SOMOSMASS99
Alfonso Díaz Rey*
Viernes 4 de abril de 2025
«El modo de producción de la vida material condiciona el proceso de la vida social política y espiritual en general. No es la conciencia del hombre la que determina su ser sino, por el contrario, el ser social es lo que determina su conciencia».
– C. Marx. Prólogo a la Contribución a la Crítica de la Economía Política
Una parte esencial de la estrategia del proceso de transformación por el que transita nuestro país para resolver los añejos y nuevos problemas que enfrenta, y en el que el actual gobierno federal pone mucho énfasis, es la atención a las causas que los originan.
Tal enfoque es correcto.

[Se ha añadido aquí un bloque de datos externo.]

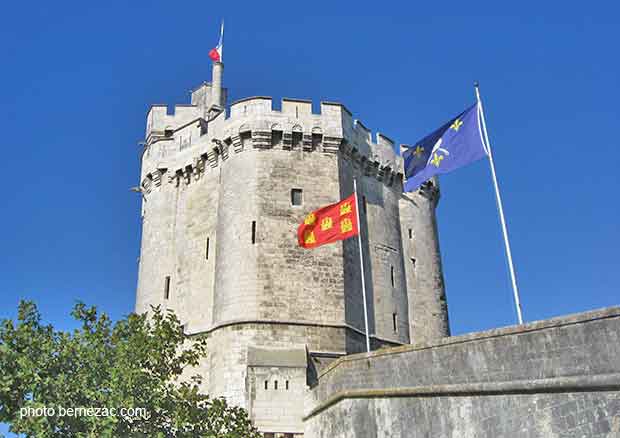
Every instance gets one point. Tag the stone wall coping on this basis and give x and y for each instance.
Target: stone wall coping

Sin embargo, aun teniendo claridad de las causas ─lo cual es un avance en términos de toma de conciencia─, en la práctica existen serios obstáculos para lograr la solución definitiva de muchos de esos problemas.
Dos de esos obstáculos son: los bajos niveles de organización de las fuerzas populares y la falta de unidad entre ellas, condiciones que son producto del control ideológico que aún mantiene la clase dominante sobre sectores importantes de la población, ya que esa clase no solamente es propietaria de los medios de producción material sino que posee o tiene control de los medios para la producción, comunicación y difusión de ideas, incluido el sistema educativo. Ello les permite imponer su visión ─distorsionada─ de la realidad, como, por ejemplo: que la explotación del trabajo es algo natural; que siempre ha habido, y habrá, ricos y pobres, por lo que siempre existirán las clases y la desigualdad; que la superación social obedece a esfuerzos y méritos individuales; y así, una serie de barbaridades y falsedades que nos presentan al capitalismo como el mejor sistema u organización económica, política y social en el que podemos vivir. Además, mediante este tipo de control nos mantiene divididos y subordinados a los intereses del grupo dominante.

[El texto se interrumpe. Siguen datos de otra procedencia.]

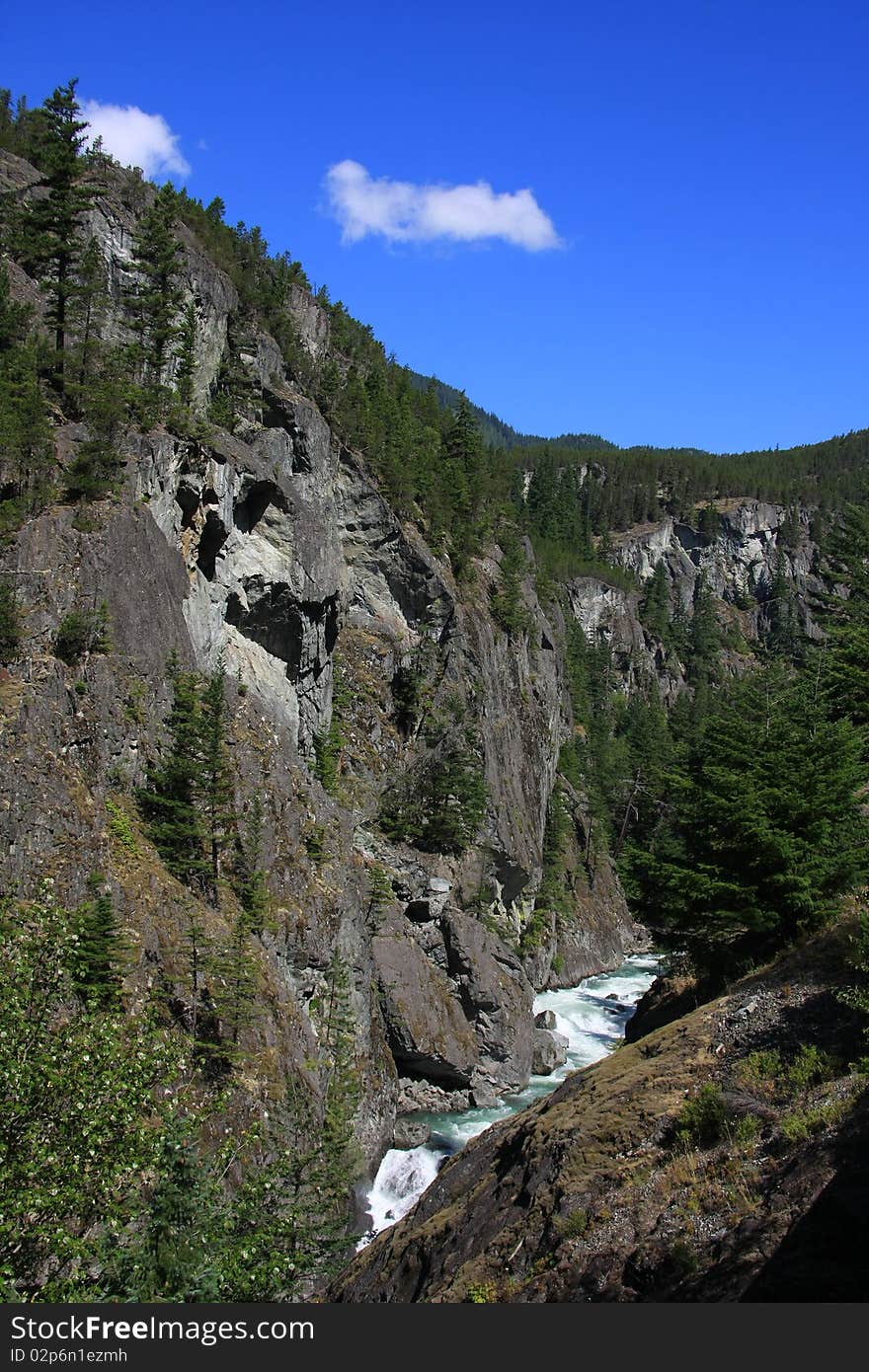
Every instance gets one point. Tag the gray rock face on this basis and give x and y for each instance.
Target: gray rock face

Contrarrestar ese control ─y la división y subordinación que provoca─ se ha convertido en una tarea urgente que es necesario emprender en el campo de las ideas, oponiendo a la ideología dominante una propia, sustentada en una teoría que se nutra de la realidad misma y se confronte con ella, con el fin de evitar o corregir desviaciones.
La realización de esa tarea requiere de esfuerzos considerables. Por fortuna, no partiríamos de cero. Para empezar, hay un consenso mayoritario en la necesidad de transformar nuestro país en uno en el que haya cada vez menos injusticia y menos desigualdad. Como demostración de ello está el resultado de la elección federal del 2 de junio del pasado año.
Con esa base, tomar conciencia no solamente de los cambios que se proponen desde las instancias de gobierno sino, aún más importante, de la necesidad de participar en la elaboración de tales propuestas, su realización y, en aquellas que signifiquen mejoras sustantivas para el pueblo, llevarlas a sus últimas consecuencias.
Para ello es necesario alcanzar niveles de organización y unidad tales que podamos incidir, en el contexto del proceso de transformación, en la erradicación de la corrupción y de prácticas políticas viciadas. Con ello, avanzar en la construcción de nuestra democracia y, a la vez, acelerar la transformación y tener la capacidad de defender los cambios favorables al pueblo.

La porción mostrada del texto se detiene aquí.